Insgesamt hat Heideldruck nach eigenen Angaben inzwischen mehr als 80 000 Wallboxen ausgeliefert, der Marktanteil in Deutschland liegt bei mehr als 20 Prozent. Auch im Ausland werden die Ladestationen inzwischen vertrieben - unter anderem in der Schweiz, in Österreich, Frankreich, Polen und in Ungarn. Weitere Länder sollen folgen. „Wir haben zunächst Europa im Visier, im nächsten Schritt schauen wir uns dann Nordamerika und China an“, so der Sprecher.

Mit den wachsenden Produktionskapazitäten für die Ladestationen im Stammwerk Wiesloch sind auch die Umsatzerwartungen für das Segment gestiegen: Während der Umsatz 2020 in dem Bereich bei 22 Millionen Euro lag, will ihn das Unternehmen in diesem Jahr organisch etwa verdoppeln.

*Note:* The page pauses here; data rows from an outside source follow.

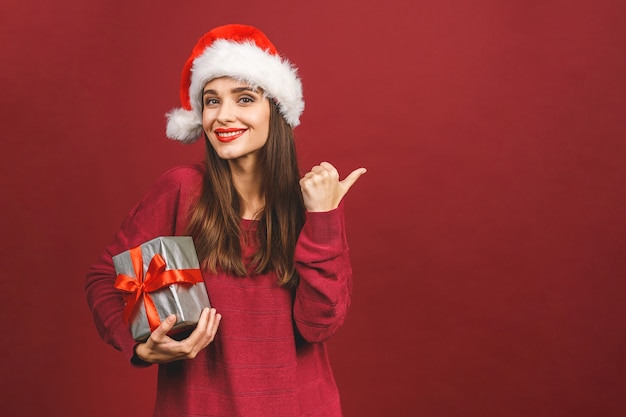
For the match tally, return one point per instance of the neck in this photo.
(247, 182)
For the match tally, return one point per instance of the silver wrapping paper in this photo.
(184, 300)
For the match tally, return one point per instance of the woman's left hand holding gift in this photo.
(160, 348)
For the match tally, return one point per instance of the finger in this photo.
(354, 175)
(166, 325)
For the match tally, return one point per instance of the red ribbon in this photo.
(156, 278)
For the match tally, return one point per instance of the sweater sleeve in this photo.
(322, 261)
(162, 212)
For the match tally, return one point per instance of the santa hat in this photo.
(243, 53)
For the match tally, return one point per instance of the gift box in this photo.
(159, 278)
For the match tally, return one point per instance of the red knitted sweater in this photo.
(268, 357)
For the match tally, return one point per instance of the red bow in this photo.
(156, 278)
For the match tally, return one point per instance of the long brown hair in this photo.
(216, 217)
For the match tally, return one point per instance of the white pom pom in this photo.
(183, 125)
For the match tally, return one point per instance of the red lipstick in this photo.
(226, 135)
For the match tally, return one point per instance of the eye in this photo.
(246, 99)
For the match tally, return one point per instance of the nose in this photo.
(226, 112)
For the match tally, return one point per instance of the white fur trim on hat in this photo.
(246, 62)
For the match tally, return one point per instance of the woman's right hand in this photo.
(160, 348)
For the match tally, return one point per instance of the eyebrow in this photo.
(234, 90)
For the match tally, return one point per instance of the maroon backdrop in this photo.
(488, 237)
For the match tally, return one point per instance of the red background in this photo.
(488, 237)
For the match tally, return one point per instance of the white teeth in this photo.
(228, 134)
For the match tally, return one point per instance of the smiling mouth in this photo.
(228, 135)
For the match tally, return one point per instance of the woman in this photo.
(272, 246)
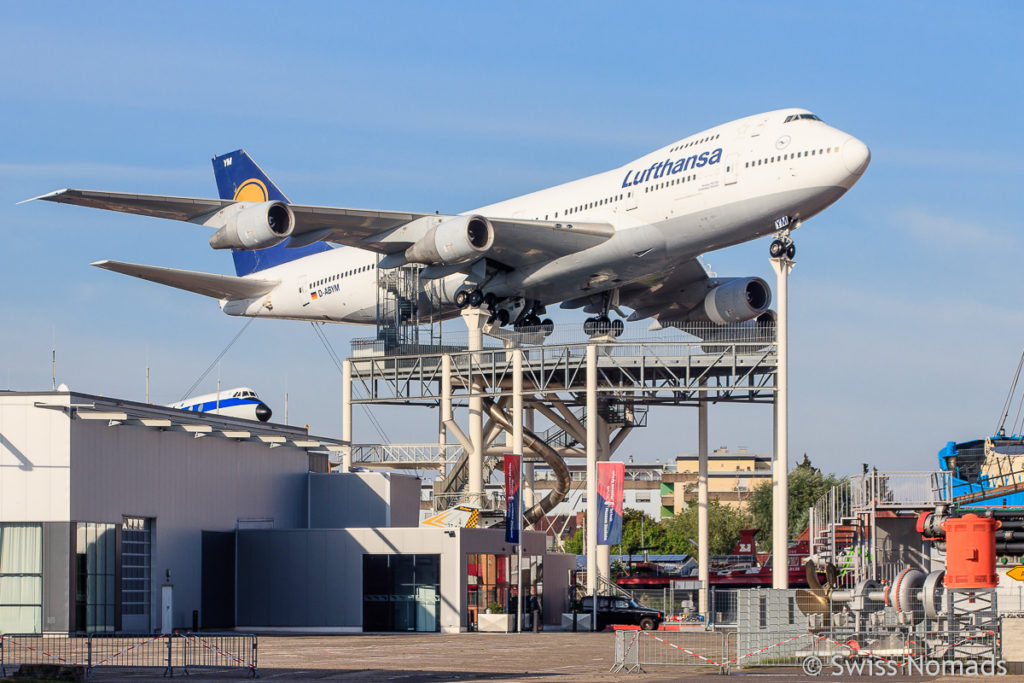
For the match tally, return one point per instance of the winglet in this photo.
(45, 197)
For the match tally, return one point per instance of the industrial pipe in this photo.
(562, 478)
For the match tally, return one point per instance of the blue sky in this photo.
(905, 305)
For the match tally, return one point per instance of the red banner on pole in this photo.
(512, 522)
(610, 478)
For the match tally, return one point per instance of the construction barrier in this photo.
(184, 651)
(693, 647)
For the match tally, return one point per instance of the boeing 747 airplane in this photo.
(628, 238)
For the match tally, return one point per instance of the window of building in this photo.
(20, 578)
(401, 593)
(95, 577)
(136, 568)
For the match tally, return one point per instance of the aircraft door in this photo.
(731, 164)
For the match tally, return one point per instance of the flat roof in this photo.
(116, 412)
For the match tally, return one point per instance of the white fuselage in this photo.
(718, 187)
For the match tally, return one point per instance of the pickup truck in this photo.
(614, 609)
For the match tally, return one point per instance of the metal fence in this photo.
(770, 630)
(167, 652)
(693, 646)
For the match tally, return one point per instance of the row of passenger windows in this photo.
(339, 275)
(692, 142)
(798, 117)
(798, 155)
(591, 205)
(669, 183)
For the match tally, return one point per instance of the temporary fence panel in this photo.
(215, 650)
(110, 650)
(690, 647)
(16, 649)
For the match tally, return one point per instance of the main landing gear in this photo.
(504, 311)
(782, 248)
(602, 325)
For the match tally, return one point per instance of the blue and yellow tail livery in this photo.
(240, 179)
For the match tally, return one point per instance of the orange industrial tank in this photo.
(971, 552)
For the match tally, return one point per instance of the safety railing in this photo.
(825, 653)
(184, 651)
(747, 334)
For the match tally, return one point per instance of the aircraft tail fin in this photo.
(241, 179)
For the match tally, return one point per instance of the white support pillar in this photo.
(591, 469)
(704, 556)
(346, 415)
(780, 464)
(474, 486)
(517, 401)
(528, 499)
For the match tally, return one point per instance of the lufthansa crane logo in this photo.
(252, 189)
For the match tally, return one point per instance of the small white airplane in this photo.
(238, 402)
(628, 238)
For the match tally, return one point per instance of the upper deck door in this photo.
(731, 162)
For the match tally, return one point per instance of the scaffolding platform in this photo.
(673, 369)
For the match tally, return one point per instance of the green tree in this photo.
(807, 484)
(724, 525)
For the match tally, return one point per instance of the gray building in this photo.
(103, 502)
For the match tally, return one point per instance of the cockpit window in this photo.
(798, 117)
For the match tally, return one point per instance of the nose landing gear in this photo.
(782, 246)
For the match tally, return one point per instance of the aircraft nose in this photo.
(856, 156)
(263, 413)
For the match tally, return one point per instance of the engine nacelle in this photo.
(736, 300)
(457, 240)
(249, 225)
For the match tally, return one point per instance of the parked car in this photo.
(614, 609)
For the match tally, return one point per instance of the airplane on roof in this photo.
(238, 402)
(628, 238)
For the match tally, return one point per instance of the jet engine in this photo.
(249, 225)
(457, 240)
(736, 300)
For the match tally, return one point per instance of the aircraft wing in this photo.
(518, 242)
(207, 284)
(667, 297)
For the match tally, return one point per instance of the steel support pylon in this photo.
(780, 464)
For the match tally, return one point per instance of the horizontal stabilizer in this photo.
(207, 284)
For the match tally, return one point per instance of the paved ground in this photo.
(470, 656)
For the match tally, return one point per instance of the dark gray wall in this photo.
(361, 500)
(298, 579)
(56, 575)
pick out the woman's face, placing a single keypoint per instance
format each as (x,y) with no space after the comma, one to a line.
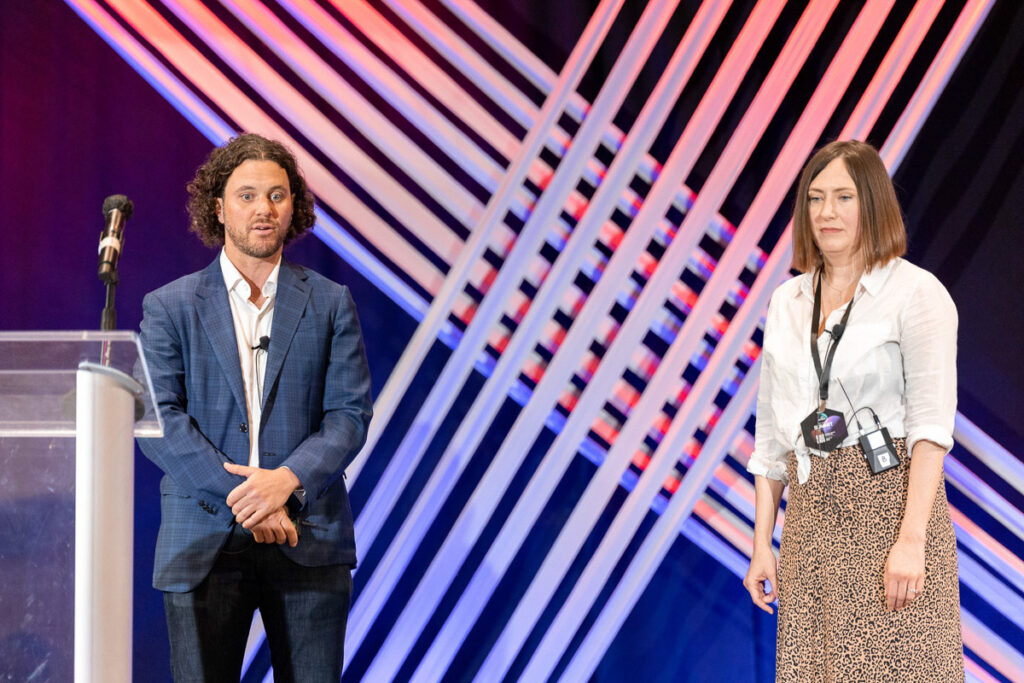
(835,213)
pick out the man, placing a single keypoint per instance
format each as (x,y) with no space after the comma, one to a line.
(260,375)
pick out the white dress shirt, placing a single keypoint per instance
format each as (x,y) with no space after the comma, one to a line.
(897,355)
(251,323)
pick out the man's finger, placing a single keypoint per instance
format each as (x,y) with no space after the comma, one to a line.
(292,534)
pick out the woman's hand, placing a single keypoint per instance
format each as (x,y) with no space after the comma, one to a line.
(904,573)
(764,567)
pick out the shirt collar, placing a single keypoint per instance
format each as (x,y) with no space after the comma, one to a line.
(235,281)
(871,282)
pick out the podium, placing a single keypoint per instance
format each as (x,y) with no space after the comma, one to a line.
(71,403)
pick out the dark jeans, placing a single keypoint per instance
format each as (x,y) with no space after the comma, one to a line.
(304,611)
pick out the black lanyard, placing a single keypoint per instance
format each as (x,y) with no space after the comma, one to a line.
(830,353)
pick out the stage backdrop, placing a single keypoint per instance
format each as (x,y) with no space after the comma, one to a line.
(561,223)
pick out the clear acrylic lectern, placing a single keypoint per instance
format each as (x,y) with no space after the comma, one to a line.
(71,403)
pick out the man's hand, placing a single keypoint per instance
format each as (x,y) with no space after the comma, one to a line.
(276,527)
(262,493)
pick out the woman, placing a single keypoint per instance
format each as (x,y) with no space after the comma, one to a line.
(858,350)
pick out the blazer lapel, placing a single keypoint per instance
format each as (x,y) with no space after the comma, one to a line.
(215,315)
(290,303)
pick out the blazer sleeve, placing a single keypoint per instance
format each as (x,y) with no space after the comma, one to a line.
(183,453)
(323,457)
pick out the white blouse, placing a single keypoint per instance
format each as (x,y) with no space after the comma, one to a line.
(898,356)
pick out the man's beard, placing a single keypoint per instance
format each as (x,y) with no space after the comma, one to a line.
(256,248)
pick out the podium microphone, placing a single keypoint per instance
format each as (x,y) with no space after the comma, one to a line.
(117,210)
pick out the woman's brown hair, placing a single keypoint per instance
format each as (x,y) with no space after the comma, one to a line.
(883,236)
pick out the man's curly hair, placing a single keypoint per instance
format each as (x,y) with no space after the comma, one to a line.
(208,186)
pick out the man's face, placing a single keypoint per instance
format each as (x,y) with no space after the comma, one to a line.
(256,210)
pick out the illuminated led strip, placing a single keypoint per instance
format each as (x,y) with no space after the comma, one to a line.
(623,398)
(313,124)
(471,429)
(720,180)
(628,520)
(525,247)
(589,659)
(457,369)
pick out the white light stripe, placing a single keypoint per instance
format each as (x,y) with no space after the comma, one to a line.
(905,28)
(458,453)
(520,58)
(459,365)
(617,619)
(416,109)
(317,128)
(446,42)
(935,80)
(991,590)
(549,472)
(985,449)
(439,84)
(995,555)
(527,63)
(655,546)
(236,104)
(987,644)
(498,89)
(474,425)
(402,375)
(732,160)
(984,497)
(218,132)
(389,139)
(484,77)
(632,513)
(183,99)
(975,674)
(893,67)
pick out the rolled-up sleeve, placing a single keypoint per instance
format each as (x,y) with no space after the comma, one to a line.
(928,342)
(768,458)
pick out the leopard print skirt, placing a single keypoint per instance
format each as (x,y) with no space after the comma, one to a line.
(833,623)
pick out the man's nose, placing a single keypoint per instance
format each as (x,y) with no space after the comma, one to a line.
(264,205)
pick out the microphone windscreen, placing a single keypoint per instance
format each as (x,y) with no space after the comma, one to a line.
(119,202)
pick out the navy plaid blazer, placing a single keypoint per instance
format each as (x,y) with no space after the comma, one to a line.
(316,408)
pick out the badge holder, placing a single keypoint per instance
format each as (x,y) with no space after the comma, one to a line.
(880,452)
(823,429)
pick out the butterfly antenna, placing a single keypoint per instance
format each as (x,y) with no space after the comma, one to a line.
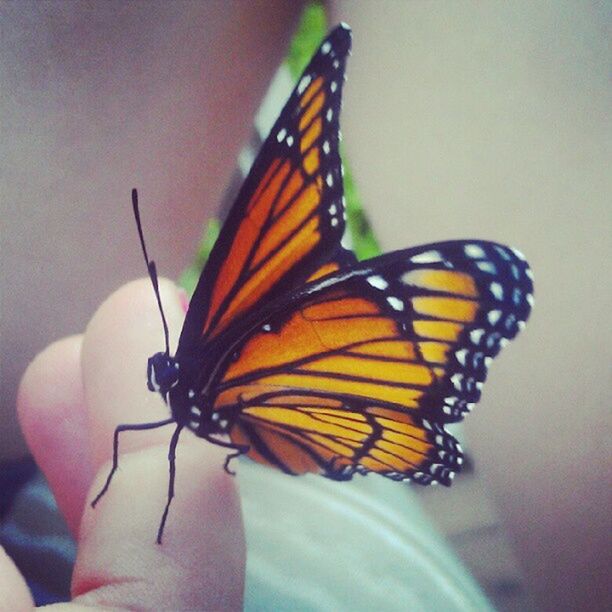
(150,267)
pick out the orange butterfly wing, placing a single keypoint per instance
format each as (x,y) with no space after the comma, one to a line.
(360,370)
(288,219)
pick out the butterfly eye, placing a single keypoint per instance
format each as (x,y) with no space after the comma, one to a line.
(162,373)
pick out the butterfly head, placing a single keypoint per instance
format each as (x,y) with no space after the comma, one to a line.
(162,373)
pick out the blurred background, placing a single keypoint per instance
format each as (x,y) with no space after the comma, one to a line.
(461,120)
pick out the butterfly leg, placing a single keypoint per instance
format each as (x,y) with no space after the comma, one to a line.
(172,467)
(118,430)
(239,449)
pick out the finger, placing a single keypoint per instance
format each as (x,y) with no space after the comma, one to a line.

Insgesamt erwirtschaftete Heideldruck zuletzt einen Jahresumsatz von rund 1,9 Milliarden Euro.

Schon beim Bilanzpressegespräch im Juni hatte Vorstandschef Hundsdörfer angekündigt, dass Heideldruck bei den Wallboxen nicht nur die Stückzahlen steigern, sondern auch das Portfolio erweitern will. Perspektivisch sei das Ziel, komplette Smart-Home-Lösungen anzubieten - zum Beispiel integrierte Ladelösungen für Parkhäuser oder komplette Wohnanlagen. Die Kooperation mit SAP ist ein Schritt in diese Richtung, weil sie es ermöglicht, ein größeres Netz an Ladepunkten inklusive der Abrechnung zu verwalten und zu betreiben, unter anderem auch auf Firmenparkplätzen oder Stellflächen von Hotels und Restaurants.

Für SAP wiederum dürfte die Kooperation interessant sein, weil der Konzern bisher zwar die Software anbietet, aber keine eigene Hardware, also keine eigenen Wallboxen, im Portfolio hat.

Insgesamt dürfte die Nachfrage nach Ladesystemen für Elektrofahrzeuge in den nächsten Jahren rasant steigen - nicht zuletzt durch die Pläne der neuen Ampel-Koalition, die den Ausbau der Ladeinfrastruktur deutlich beschleunigen will. Demnach soll es bis zum Jahr 2030 in Deutschland eine Million öffentliche Ladepunkte geben. Bis dahin ist es noch ein weiter Weg: Laut Bundesnetzagentur waren im September lediglich 40 257 normale Ladepunkte sowie 6840 Schnellladesäulen angemeldet.